I understood then what I did want, what I had wanted for months. There was a version of this story in which two lost souls whose lives had been irrevocably altered by the same long-ago night found each other in New York and, in one of those unexpected turns you hear about with surprising frequency, built a new life together. It was the best version of the story, one with the power to salvage everything that had happened. At the same moment it became clear to me that this was what could have happened, I also understood that it would not happen, and that from then on I would be living in a different aftermath—no longer the aftermath of Alison’s death, but of this winter in New York with Clive Richardson. For, whether we’re aware of it or not, we are always living in the aftermath of something.

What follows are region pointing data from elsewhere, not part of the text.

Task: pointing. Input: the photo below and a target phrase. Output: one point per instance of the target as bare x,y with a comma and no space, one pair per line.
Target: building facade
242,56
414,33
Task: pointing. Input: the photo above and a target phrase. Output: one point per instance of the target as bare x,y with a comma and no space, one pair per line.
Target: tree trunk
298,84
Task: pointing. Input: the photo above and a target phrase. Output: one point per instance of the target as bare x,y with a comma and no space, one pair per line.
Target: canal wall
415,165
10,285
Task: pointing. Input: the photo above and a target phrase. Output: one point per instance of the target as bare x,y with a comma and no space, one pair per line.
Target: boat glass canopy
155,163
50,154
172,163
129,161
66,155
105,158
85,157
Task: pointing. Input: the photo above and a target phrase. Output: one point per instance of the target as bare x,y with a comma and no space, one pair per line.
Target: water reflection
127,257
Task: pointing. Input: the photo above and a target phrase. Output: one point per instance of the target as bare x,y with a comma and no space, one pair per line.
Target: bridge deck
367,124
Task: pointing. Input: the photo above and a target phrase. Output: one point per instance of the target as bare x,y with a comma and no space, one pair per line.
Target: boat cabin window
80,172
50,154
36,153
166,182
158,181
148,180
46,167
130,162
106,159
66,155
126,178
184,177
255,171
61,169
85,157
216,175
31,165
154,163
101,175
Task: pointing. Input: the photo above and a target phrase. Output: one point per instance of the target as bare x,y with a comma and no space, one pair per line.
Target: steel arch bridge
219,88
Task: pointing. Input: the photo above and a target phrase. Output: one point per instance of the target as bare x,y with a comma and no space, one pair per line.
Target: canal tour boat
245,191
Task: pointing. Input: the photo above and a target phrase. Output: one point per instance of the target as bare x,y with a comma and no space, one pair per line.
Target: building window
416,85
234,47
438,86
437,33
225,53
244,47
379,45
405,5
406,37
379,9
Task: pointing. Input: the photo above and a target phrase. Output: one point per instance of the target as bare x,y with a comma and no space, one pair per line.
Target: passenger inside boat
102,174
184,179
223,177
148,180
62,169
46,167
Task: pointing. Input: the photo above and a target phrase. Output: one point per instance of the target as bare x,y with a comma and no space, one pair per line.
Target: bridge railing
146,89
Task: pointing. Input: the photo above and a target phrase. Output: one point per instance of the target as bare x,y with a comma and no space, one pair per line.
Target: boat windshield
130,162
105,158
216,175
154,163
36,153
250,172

“It has to mean something that I got into your cab. Don’t you see? All of this was supposed to happen. Please,” I said uselessly.
He looked up at the sky and shook his head. “The crazy thing is I knew. I must have, right? That something with you wasn’t … You just seemed so lost and lonely.”
“I am lost. I am lonely. Clive, please. It’s still me. I was just a little girl.” My eyes filled with tears.
For a moment, as he looked at me, he seemed to be peering into the past, seeing the strange sunburned child I once was. He nodded. “I know.” Then he slipped the wool hat from his head and stuffed it in the pocket of his coat. “Goodbye, Claire.”